Using sed/awk to limit/parse output of LDAP DN's - bash

I have a large list of LDAP DN's that are all related in that they failed to import into my application. I need to query these against my back-end database based on a very specific portion of the CN, but I'm not entirely sure on how I can restrict down the strings to a very specific value that is not necessarily located in the same position every time.
Using the following bash command:
grep 'Failed to process entry' /var/log/tomcat6/catalina.out | awk '{print substr($0, index($0,$14))}'
I am able to return a list of DN's similar to: (sorry for the redacted nature, security dictates)
"cn=[Last Name] [Optional Middle Initial or Suffix] [First Name] [User name],ou=[value],ou=[value],o=[value],c=[value]".
The CN value can be confusing as the order of surname, given name, middle initial, prefix or suffix can be displayed in any order if the values even exist, but one thing does remain consistent, the username is always the last field in the cn (followed by a "," then the first of many potential OU's).
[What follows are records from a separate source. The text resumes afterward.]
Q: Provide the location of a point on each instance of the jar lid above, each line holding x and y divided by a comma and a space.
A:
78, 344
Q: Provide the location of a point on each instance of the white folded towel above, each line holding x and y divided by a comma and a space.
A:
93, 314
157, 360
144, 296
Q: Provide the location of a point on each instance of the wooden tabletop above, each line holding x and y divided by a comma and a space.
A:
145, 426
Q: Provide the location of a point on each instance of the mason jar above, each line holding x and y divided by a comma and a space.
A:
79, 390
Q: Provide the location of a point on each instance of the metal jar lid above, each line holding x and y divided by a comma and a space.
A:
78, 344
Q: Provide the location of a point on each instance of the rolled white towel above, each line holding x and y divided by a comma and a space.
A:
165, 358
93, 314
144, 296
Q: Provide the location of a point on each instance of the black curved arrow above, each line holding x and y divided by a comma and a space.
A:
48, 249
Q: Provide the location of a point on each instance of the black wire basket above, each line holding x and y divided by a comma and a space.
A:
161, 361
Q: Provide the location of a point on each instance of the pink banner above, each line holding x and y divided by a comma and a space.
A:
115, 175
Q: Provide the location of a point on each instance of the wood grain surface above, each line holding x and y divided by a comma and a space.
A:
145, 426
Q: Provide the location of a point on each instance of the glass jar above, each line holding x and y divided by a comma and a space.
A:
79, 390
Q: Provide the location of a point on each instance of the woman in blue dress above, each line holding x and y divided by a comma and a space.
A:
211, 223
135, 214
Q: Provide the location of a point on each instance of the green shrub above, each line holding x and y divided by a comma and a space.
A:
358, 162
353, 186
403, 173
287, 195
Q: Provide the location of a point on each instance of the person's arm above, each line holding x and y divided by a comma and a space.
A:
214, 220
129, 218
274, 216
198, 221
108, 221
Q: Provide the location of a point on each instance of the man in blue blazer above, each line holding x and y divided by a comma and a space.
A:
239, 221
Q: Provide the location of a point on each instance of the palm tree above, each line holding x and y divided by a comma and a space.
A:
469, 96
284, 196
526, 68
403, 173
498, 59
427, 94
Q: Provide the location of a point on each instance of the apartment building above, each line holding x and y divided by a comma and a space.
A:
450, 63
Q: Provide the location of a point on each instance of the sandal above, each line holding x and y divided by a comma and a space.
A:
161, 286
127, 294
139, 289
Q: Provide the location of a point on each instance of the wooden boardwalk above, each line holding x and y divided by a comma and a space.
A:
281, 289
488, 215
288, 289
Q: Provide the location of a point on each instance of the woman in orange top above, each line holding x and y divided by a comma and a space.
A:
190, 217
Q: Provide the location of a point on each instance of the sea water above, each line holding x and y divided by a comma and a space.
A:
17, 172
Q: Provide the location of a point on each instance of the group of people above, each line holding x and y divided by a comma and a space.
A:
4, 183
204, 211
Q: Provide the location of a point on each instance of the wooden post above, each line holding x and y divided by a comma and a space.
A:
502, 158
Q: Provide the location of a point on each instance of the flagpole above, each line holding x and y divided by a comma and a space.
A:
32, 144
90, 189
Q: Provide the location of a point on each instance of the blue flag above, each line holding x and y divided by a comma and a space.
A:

I need to parse out that user name for querying, preferably into a comma separated list for easy copy and paste for use in a SQL IN() query or use in a bash script. So as an example, imagine the following short list of abbreviated DNs, only showing the CN value (since the rest of the DN is irrelevant):
"cn=Doe Jr. John john.doe,ou=...".
"cn=Doe A. Jane jane.a.doe,ou=...".
"cn=Smith Bob J bsmith,ou=...".
"cn=Powers Richard richard.powers1,ou=...".
I would like to have a csv list returned that looks like:
john.doe,jane.a.doe,bsmith,richard.powers1
Can a mix of awk and/or sed accomplish this?

sed -e 's/"^[^,]* \([^ ,]*\),.*/\1/'
will parse the username part of the common name and isolate the username. Follow up with
| tr '\n' , | sed -e 's/,$/\n/'
to convert the one-per-line username format into comma-separated form.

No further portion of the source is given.